4053 West Ave. 42 to-day

Los Angeles, in the months after Pearl Harbor, had a serious case of the Jap-jitters. Anti-aircraft batteries up and down the coast were put on Green Alert (ready to fire) every time a whale surfaced. True, the Japanese sub I-17 did shell a petroleum refinery, but that was only to destroy a set of slippery stairs Commander Nishino had slipped on in the 30s, and only in destroying them did he regain face.

In any event, during the morning hours of 25 February, 1942, Angelenos finally went batshit and blew the hell out of the night sky, which may or may not have had some nefarious meteorological balloons floating around in it. Of course, we now know, with sober retrospect, it was just a UFO: https://www.rense.com/ufo/battleofla.htm

Imagine, here on Avenue 42, peering into the sky and wondering, what would come over the horizon? The Nipponese? Bug-eyed saucer men?


Times were similarly uneasy five years later.
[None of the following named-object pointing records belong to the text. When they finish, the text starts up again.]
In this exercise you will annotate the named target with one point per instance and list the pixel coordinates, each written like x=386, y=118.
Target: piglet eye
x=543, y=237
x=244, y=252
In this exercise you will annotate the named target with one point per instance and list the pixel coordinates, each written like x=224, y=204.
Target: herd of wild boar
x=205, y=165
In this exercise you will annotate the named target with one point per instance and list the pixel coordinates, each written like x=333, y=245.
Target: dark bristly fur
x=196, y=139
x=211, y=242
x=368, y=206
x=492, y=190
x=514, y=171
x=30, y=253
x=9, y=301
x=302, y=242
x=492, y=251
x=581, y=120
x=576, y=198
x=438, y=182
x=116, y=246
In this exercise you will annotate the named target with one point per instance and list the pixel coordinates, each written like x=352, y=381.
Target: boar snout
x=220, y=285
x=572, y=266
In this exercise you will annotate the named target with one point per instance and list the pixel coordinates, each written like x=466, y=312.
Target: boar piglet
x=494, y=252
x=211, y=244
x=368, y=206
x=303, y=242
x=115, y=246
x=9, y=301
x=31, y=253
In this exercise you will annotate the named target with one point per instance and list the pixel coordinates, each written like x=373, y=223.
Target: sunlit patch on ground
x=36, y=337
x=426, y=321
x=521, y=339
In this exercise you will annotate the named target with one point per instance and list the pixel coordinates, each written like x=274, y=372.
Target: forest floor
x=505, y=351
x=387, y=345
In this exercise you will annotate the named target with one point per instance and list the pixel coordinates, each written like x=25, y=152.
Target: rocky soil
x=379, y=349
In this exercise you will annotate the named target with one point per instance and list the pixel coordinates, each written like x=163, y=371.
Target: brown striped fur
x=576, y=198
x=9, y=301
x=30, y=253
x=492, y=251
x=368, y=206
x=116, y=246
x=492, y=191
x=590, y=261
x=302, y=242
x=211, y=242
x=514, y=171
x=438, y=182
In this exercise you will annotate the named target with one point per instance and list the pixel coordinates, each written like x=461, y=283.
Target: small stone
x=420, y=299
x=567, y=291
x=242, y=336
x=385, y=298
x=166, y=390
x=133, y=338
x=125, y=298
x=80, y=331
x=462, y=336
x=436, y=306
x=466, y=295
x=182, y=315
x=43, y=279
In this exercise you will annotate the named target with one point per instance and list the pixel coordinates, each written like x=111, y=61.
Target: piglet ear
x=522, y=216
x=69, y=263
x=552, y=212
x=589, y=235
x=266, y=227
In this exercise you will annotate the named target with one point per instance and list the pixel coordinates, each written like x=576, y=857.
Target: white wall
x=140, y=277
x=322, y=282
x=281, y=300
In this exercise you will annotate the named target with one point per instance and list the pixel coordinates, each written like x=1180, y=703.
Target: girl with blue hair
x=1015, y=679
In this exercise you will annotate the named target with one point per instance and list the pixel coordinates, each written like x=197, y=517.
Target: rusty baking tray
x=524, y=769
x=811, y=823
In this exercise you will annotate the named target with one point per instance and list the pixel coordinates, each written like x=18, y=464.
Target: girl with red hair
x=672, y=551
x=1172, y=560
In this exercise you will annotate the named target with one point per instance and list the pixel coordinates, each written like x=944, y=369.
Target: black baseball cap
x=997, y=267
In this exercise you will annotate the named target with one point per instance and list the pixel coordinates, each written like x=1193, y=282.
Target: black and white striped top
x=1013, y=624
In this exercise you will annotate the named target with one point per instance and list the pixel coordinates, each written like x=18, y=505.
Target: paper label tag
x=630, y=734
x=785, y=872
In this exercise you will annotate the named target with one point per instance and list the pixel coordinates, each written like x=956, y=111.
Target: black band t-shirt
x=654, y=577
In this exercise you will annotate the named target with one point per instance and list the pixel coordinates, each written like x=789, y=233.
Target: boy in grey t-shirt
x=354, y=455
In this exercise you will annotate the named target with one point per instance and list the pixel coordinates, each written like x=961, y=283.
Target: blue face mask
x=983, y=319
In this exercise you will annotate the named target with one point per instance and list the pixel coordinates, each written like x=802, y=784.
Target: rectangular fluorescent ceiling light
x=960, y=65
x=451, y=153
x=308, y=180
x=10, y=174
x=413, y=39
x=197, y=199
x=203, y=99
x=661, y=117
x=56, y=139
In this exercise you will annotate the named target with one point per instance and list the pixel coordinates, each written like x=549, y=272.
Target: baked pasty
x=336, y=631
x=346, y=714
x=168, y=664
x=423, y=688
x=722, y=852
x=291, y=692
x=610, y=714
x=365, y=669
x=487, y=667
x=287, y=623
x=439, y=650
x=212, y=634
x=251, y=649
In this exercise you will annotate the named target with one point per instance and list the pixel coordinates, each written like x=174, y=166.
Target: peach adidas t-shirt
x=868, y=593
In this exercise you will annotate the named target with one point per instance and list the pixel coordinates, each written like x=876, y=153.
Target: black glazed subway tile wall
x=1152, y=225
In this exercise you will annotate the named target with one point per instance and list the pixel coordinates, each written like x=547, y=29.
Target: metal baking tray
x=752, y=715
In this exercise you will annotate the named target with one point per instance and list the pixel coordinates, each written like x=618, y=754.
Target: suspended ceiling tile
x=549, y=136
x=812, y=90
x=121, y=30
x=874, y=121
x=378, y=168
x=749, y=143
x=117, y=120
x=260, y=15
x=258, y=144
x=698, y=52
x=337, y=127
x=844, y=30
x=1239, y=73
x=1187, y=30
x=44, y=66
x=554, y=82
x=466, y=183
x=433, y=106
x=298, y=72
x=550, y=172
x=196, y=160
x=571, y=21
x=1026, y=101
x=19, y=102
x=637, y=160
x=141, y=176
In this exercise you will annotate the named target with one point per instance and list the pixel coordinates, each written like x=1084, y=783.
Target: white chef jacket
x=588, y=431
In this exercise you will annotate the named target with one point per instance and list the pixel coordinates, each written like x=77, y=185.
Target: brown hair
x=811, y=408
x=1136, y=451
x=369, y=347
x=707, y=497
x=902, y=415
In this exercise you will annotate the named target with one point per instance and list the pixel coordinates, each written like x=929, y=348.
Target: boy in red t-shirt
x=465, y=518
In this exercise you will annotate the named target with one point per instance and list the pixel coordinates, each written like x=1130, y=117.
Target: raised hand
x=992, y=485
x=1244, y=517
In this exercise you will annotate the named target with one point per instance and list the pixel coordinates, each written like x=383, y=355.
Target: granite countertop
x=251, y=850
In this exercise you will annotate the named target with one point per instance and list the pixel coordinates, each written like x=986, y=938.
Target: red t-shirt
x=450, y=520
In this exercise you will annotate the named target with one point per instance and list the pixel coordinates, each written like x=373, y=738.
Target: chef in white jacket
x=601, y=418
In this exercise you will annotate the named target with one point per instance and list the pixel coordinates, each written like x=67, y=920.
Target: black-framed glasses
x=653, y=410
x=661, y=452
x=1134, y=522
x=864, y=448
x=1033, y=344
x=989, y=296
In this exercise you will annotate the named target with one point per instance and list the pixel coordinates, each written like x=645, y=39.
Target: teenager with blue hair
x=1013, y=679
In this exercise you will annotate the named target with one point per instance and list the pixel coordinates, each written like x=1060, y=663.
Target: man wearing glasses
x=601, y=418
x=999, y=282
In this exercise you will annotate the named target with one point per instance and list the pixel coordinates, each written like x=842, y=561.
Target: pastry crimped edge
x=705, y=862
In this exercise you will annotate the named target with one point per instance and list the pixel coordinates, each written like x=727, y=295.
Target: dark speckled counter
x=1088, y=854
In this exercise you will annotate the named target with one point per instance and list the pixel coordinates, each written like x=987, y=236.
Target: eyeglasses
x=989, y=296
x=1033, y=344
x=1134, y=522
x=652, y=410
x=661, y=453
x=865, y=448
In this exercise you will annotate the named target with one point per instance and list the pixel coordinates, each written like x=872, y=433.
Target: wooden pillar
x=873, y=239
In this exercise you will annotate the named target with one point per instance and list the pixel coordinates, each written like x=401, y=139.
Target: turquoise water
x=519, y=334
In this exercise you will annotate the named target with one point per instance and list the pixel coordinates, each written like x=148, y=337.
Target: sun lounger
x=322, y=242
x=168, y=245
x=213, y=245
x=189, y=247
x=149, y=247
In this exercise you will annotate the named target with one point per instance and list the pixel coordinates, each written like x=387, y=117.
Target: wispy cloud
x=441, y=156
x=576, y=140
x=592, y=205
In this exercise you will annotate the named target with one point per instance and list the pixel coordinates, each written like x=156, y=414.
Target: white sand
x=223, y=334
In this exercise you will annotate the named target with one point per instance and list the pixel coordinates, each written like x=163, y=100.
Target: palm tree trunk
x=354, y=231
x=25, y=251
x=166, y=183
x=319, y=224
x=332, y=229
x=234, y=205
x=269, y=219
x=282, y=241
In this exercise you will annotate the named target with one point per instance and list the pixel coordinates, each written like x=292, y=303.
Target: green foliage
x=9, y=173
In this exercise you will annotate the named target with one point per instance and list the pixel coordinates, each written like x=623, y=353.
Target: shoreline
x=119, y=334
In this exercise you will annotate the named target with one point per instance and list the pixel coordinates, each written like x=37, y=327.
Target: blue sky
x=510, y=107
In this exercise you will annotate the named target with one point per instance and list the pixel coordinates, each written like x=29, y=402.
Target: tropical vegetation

Sure, the Axis was vanquished, but now, on top of little green men, we had big Red governments. Worse yet was daddy, who’s been acting all funny. Sometimes the war comes back to him. Then, all of a sudden, boom!

Best to just leave him be and go play in the basement with those funny Howitzer-whoozits. Then, all of a sudden–

512 Echo Park To-day

Cruise down Echo Park Ave. Descend along with the numbers and shine your tear-drop spot at addresses painted on the curb until you hit the 500 block- oh. Who put that there?


When our unknown driver swallowed his last, perhaps the final image burned on his retina was of spires atop once-stately Victorian homes, pointing heavenward from the unmovable earth of Bunker Hill.

Skyscrapers mark those mansion’s end; Mr. Anonymous’ end on Echo Park is paved and rushed over by endless commuters. Freeways divide and destroy neighborhoods: adjacent streets like Lucita and London were wiped away by the 101. A few blocks east were streets like Centennial and Custer, also obliterated, there by the 110.

A police pursuit with a violent end? Would have made for fine live news coverage. Oh, that KTLA had seen fit to purchase Sikorskys.

351 23rd St. To-day

The house that Rice built. The house that logorrhea won. Despite her penchant for henpeckery, one has to wonder, was “Mr. Beat” Larry Lipton driven mad by the structure of her incessant motormouthing, as it spewed from her in a surreal and inordinately complex form? This is Craig Rice, after all. Her next husband she met while in the looney bin, so we figure he could take it.

Rice, who outsold Christie and the noir boys (and made the cover of Time in ’46) is largely forgotten today. Like so many words into the ether, the house has since disappeared, replaced by this piece of 1970s architectural fancy.